Later, Newton defines what he means by force and enunciates his three force laws. It is also of interest to note that Newton does not talk about the "work" done by a force. This idea was conceived by James Watt, as noted in another thread. (Technology and the Olympic Gold, see also One Ton of a Man and the post Walking and Losing Weight).
My point? Nothing was lost in the translation from Latin to English. Mass is still density times the volume. There is no vagueness. This is indeed a physics lesson, like someone said in a response to the thread Technology and the Olympic Gold. :mg:
If I am permitted to continue, yes, I think, we must understand the meaning of "work" in a much broader context. Not, how "work" as defined in physics can be related to "work" as done by computers, or robots, but how all this ultimately relates to "money". This is what James Watt and his business partner Matthew Boulton were trying to do. They tried to compare the work done by a steam engine with the work done by a horse. What they were really interested in was understanding
how much money can be saved by replacing the horse by the steam engine. This was the marketing strategy. The switch from horses to steam engines, in the 18th century, was motivated by the desire to increase profits. Of course, many new applications for steam engines, not imagined by James Watt and his partner, followed soon after.

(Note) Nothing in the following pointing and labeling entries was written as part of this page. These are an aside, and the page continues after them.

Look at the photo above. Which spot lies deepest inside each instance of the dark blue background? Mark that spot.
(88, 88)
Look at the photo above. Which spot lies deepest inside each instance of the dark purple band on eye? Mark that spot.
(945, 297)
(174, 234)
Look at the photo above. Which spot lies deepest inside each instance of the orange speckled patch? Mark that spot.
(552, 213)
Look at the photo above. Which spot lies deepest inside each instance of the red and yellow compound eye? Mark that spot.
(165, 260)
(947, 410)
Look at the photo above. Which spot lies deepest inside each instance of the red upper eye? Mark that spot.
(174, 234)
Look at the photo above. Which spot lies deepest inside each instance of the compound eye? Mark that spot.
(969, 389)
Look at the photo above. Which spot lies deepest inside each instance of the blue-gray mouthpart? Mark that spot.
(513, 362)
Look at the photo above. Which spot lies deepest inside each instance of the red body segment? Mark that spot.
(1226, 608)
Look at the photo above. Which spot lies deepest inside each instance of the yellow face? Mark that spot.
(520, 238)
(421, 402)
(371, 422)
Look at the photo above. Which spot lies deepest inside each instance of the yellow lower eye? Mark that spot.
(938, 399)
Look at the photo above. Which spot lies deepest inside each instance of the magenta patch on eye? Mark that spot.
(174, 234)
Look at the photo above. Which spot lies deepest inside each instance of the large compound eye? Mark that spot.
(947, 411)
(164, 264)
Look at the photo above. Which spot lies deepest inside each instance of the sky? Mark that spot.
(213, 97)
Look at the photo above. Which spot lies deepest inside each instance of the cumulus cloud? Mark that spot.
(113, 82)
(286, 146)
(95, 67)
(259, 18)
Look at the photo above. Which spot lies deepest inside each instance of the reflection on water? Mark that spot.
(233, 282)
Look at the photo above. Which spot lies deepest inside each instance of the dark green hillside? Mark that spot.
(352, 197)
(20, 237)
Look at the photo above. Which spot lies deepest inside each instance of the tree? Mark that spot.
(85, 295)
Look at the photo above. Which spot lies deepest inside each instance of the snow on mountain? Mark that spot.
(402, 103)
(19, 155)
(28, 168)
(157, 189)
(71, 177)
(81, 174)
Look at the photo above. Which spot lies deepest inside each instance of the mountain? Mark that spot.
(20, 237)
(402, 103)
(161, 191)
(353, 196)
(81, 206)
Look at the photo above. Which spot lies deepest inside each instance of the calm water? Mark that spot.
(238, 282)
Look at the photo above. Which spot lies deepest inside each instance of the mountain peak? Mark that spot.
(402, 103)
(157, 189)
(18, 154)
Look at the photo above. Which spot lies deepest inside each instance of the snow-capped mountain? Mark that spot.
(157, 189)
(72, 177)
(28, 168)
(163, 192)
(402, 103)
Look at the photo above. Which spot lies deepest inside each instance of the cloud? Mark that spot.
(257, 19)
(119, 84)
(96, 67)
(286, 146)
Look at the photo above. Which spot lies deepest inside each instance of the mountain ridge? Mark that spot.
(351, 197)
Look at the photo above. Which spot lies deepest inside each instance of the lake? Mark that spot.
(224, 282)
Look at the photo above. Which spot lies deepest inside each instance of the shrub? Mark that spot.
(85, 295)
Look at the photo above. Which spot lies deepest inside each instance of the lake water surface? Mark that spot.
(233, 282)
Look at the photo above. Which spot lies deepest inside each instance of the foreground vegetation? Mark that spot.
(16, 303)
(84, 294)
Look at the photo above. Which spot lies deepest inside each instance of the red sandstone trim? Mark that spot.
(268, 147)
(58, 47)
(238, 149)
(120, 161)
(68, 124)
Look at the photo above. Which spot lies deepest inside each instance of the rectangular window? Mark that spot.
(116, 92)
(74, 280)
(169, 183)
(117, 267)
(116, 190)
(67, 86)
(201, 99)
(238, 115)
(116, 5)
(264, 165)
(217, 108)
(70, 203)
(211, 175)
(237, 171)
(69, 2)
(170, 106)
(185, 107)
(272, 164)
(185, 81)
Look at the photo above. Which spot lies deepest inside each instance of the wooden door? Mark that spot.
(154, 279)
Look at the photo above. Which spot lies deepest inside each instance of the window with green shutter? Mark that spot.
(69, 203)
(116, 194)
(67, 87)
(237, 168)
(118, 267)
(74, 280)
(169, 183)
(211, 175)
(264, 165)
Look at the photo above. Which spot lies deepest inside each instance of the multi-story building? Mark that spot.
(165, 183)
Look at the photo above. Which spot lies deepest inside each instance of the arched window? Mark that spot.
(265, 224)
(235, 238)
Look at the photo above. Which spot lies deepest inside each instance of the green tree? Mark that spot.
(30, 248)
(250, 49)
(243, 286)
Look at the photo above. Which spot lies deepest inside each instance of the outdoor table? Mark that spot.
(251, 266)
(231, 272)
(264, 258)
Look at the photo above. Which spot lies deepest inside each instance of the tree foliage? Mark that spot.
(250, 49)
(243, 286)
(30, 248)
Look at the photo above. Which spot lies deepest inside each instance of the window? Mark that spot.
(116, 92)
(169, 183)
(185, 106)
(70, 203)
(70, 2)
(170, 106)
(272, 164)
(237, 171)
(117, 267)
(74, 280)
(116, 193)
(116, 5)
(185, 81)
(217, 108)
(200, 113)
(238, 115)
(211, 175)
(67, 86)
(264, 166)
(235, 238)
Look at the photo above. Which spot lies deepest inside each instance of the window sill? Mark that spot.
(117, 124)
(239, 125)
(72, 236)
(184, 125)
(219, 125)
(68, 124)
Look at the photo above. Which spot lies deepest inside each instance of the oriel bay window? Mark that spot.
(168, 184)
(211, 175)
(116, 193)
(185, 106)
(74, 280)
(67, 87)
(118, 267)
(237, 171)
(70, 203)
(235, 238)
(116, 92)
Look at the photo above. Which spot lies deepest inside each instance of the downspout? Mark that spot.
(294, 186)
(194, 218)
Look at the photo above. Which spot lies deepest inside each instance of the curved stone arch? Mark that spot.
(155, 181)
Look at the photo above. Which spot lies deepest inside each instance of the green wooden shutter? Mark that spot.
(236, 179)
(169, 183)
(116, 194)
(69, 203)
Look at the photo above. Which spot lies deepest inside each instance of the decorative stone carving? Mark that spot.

This also, ultimately, and in my humble opinion, is what can be gained by appealing to the idea of a "work function" as conceived by Einstein, when he developed his photoelectricity law. Einstein takes the idea of "work", or what is the same as "energy" in physics, for granted. The idea of work and energy eluded the genius of men like Galileo and Newton (page 531, in Physics, Volume 1, by David Halliday and Robert Resnick, 1966 edition). These ideas could be developed only after James Watt's steam engine came along and vigorous studies on the nature of heat began. Following Watt, Sadi Carnot and Clausius made notable contributions in the first half of the 19th century. Carnot's analysis of heat engines was only motivated by economic considerations. Carnot was trying to determine the
maximum amount of "work" (now given clear meaning by Watt) that could be done by an engine with the
minimum expenditure of energy in the form of heat (produced by burning coal, which costs money). Finally, Joule's experiments (and other related findings, in the 1850s) established the law of conservation of energy. Einstein invokes this law to formulate the idea of a work function W, as described in the simple statement, K = hf - W. More generally, y = hx - W.
Charmed
P. S. I was hoping to discuss the work function idea with some more examples soon, from the business world. The recent
Google IPO provides an opportunity, as does some recent data on Toyota Motor Company (WSJ front page article, August 4, 2004). If there is a receptive audience, I would be happy to post them in the new Forum, Philosophy, Gurus, Controversy, etc. that Marc has created.